In nieuw onderzoek zijn de gevolgen nagegaan van de-escalatie van de intensiteit van ziektemodificerende behandelingen op de klinische uitkomsten bij MS.1 Vroegtijdige inzet van hoogeffectieve behandelingen heeft bij mensen met relapsing remitting MS namelijk gunstige effecten op het ziektebeloop2 , maar kan bij langdurig gebruik het risico op bijwerkingen vergroten, therapietrouw verlagen en de medische kosten flink opdrijven.
Onder de-escalatie verstonden de onderzoekers ofwel de overstap van een hoogeffectieve ziektemodificerende behandeling (DMT) met een anti-CD20 monoklonaal antilichaam naar een middelhoogeffectieve DMT, namelijk met fingolimod, dimethylfumaraat, siponimod, ozanimod of daclizumab, ofwel van een hoog- naar een laageffectieve DMT met interferon, glatirameeracetaat of teriflunomide, ofwel van een middelhoog- naar een laageffectieve DMT.
De onderzoekers selecteerden uit cohortgegevens volwassen patiënten met relapsing remitting MS die de-escalatie van hun behandeling hadden gehad na minimaal 6 maanden gebruik van de agressievere therapievorm.
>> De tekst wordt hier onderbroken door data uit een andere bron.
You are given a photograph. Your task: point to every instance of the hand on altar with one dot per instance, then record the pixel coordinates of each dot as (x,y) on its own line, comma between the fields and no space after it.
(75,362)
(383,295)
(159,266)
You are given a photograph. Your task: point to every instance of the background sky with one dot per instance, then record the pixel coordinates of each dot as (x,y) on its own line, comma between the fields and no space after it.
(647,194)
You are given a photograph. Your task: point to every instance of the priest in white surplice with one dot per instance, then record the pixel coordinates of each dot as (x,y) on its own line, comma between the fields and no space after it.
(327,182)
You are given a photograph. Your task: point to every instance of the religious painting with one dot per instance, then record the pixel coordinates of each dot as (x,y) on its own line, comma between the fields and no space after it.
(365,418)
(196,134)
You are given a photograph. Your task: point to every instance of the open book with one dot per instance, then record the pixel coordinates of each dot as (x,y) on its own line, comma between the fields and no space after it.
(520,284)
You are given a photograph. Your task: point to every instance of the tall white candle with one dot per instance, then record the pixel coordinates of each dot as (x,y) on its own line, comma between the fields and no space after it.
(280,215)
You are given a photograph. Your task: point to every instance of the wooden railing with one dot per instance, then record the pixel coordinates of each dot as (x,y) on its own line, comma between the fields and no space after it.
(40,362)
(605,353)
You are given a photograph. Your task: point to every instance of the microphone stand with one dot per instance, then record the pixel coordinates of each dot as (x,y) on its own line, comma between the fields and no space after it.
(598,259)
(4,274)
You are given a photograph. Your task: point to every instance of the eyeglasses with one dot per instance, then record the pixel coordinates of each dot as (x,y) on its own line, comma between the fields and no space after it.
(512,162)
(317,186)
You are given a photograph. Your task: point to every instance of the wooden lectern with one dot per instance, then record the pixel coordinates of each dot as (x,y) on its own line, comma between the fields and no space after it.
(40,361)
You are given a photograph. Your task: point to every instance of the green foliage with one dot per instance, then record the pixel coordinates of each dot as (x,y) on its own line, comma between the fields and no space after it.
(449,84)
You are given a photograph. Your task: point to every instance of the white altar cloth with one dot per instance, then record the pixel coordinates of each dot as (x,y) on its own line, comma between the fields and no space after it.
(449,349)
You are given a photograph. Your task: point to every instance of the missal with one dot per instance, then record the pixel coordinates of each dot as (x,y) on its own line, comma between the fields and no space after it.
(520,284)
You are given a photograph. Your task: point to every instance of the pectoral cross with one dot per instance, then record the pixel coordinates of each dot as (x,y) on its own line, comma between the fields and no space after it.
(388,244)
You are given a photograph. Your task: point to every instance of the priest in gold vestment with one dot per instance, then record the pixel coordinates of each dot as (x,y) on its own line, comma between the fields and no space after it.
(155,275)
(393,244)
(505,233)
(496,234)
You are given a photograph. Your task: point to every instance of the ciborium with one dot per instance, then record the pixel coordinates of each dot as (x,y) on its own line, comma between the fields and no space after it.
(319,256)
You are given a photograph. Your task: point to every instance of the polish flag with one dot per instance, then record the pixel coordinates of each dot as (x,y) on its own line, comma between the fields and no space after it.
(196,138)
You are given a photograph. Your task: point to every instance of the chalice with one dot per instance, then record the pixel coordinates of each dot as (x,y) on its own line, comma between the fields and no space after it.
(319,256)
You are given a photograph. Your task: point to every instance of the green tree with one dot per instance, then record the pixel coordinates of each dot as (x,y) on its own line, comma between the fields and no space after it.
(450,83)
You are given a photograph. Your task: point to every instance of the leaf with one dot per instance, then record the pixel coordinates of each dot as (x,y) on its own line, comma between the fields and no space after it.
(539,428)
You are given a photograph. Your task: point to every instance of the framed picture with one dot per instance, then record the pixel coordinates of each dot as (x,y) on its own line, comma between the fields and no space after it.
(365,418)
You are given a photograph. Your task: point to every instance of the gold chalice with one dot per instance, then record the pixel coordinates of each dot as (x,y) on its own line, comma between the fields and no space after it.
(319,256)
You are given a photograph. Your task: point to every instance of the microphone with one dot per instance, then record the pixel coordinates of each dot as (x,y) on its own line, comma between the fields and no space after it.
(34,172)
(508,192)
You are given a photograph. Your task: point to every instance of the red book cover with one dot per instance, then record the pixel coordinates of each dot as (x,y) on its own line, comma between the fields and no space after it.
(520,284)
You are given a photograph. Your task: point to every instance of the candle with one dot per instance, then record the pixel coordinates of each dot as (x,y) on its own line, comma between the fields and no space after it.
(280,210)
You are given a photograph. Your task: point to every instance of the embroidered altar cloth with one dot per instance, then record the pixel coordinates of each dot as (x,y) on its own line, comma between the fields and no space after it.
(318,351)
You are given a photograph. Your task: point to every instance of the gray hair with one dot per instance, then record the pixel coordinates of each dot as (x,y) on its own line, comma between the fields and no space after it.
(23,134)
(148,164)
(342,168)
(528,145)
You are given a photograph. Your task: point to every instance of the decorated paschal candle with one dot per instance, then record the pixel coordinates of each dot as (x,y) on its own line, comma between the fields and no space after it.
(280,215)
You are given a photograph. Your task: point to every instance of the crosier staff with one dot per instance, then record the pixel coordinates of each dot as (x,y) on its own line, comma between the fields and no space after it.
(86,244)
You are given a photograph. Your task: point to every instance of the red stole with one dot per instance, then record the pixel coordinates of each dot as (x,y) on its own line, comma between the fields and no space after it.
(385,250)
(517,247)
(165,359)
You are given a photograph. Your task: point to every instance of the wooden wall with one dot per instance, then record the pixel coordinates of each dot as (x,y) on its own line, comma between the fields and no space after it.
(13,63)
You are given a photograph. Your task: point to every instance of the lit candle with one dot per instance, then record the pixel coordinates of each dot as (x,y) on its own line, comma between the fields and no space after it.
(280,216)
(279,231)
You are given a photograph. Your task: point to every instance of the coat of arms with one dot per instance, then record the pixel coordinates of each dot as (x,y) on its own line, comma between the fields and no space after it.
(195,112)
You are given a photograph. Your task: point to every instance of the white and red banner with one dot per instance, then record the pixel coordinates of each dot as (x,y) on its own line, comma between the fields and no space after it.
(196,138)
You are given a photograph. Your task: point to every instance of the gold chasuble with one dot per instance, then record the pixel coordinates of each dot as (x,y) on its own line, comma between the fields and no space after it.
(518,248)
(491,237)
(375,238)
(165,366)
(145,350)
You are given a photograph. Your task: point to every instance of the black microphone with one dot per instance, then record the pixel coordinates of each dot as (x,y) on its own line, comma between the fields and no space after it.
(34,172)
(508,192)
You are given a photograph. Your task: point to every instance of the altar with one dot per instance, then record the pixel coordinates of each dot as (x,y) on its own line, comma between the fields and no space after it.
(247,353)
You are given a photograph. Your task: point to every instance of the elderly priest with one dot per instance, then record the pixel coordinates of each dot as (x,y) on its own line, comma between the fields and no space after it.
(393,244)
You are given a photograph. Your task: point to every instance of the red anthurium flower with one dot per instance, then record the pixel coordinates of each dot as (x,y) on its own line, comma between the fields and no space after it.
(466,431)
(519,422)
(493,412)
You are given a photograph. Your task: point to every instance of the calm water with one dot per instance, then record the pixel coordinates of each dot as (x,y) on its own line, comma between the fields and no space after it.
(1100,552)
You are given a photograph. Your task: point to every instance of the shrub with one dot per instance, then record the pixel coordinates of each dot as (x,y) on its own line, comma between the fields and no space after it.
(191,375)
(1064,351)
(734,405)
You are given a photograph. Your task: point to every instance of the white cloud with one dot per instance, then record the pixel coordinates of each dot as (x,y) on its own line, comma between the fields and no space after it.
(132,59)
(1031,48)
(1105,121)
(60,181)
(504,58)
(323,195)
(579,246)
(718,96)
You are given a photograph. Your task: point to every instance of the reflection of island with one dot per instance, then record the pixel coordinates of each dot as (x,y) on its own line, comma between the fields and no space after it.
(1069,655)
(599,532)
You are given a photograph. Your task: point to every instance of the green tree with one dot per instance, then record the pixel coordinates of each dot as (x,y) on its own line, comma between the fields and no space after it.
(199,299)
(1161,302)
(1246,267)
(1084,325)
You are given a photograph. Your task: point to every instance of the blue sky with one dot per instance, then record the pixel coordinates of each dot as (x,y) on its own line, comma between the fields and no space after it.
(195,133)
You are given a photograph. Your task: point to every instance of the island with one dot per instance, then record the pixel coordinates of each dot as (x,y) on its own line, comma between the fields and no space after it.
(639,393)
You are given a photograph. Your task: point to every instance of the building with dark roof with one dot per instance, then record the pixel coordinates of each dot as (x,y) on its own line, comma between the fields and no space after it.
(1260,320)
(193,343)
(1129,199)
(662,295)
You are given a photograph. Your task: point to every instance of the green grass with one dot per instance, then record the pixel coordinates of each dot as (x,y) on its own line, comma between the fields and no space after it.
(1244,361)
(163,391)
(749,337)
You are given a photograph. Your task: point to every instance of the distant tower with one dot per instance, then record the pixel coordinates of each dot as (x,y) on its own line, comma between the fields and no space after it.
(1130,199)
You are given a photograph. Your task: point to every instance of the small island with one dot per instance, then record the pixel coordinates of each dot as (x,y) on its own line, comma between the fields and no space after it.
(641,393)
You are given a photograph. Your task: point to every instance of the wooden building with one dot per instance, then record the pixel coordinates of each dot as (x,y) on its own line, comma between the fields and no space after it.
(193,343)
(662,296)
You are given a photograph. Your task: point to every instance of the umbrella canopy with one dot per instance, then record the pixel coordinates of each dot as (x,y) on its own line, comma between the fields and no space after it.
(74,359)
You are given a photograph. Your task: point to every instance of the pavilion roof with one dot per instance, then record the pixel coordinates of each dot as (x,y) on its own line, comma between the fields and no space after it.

De patiënten werden 1:1 gematcht met patiënten die niet waren geswitcht, wat 876 paren opleverde. Uitkomstmaten waren de tijd tot relaps en tot verslechtering op de EDSS.
Het overgrote deel van de patiënten gebruikte voorafgaand aan de-escalatie natalizumab, evenals de gematchte controles. Patiënten die de-escalatie ondergingen, hadden een significant grotere kans op relapses (HR 2,36; 95%-BI 1,79-3,11) en op verslechtering van hun EDSS-scores (HR 1,54; 95%-BI 1,02-2,34) gedurende de mediane follow-uptijd van 4,7 jaar. Deze hogere risico’s van de-escalatie waren consistent aanwezig in subgroepen die waren gematcht op geslacht, leeftijd, EDSS-score, ziekteduur en tijd sinds de laatste relaps. De risico’s waren hoger bij de-escalatie van een hoogeffectieve behandeling, maar niet bij de overstap van een middelhoog- naar een laageffectieve behandeling.
Hoewel de-escalatie soms noodzakelijk is om veiligheidsredenen, bevelen de onderzoekers deze behandelstrategie niet aan als algemeen toepasbaar. Aangezien de beslissing om te de-escaleren niet wordt ondersteund door specifieke patiënt- of ziektekenmerken, zullen artsen per patiënt een individuele afweging moeten maken.